Filed Under: Perestroika Women Speak to US Women

Perestroika Women Speak to US Women

In 1986, a series of “US-Soviet Space Bridges” – or “tele-bridges” or “summits between ordinary people”– as they were called in the USSR, took place under the auspices of Phil Donohue on the American side and Vladimir Pozner on the Soviet one. Prior to this moment, Pozner was already known to American audiences as an invited guest, due to his flawless English (he was born in Paris to an émigré father and a French mother in 1934, moved to the US at the start of the war and stayed in NYC until 1948, and only returned to Soviet Russia for university in 1952).

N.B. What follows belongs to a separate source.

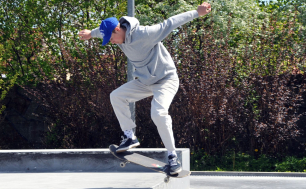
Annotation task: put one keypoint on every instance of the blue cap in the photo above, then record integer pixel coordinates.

With the Space Bridges, Pozner joined the team at the Youth Desk (Molodezhka) on Central Television (see artifacts #00003, #00030, #00050), where producers such as Vladimir Mukusev had a long track record of making engaging, sharp-witted television, and who for that reason were especially ready to capitalize on opportunities opened up by Gorbachev’s glasnost.

In general, the conversations that unfolded on the Space Bridges had a tendency to devolve into accusatory statements by the citizens of both sides, who typically reproduced in their own words their states’ respective consensus positions regarding recent events, such as nuclear disarmament talks, the Soviet war in Afghanistan, the Soviet downing of the Korean Air Flight 007, and so forth. This dynamic can be seen particularly well in the second fragment provided here, where they discuss the censure of honest information about Soviet women’s life. Note how easily Pozner, an old hand at peddling the Soviet official line, pivots from a Soviet audience member’s indignant response to the American prying questions about repressions, into a rejoinder against American publishers, who are supposedly more interested in publishing mean-spirited information about the USSR than they are in publishing Soviet novels.

At the same time, as can be seen in the first fragment, Soviet women are remarkably ready to meet American women on common ground when their conversation turns to anxieties about gender roles and feminism (“emancipation” is the commonly used Russian term). Both American and Soviet audience members worry about “infantile” men, just as they worry about having brought about such men as a result of modern women’s prioritizing of career over family. Just after this point, the conversation continues with a discussion of women’s “greatest virtue- weakness, femininity,” as the Soviet respondent calls it. Both sides are also equally opposed to pornography and sexualization of women in the media– though as one Soviet participant famously responds to such a question, ”we have no sex and we’re categorically against it.” As scholars like Artemy Magun have claimed, USSR would go through a sexual revolution as a result of Perestroika and the early 1990s. Nevertheless, the social conservatism that appeals so easily to Soviet women even more than to the Americans in Boston is, in my view, an early harbinger of the conservative turn that politics in Russia will take in the 1990s and beyond.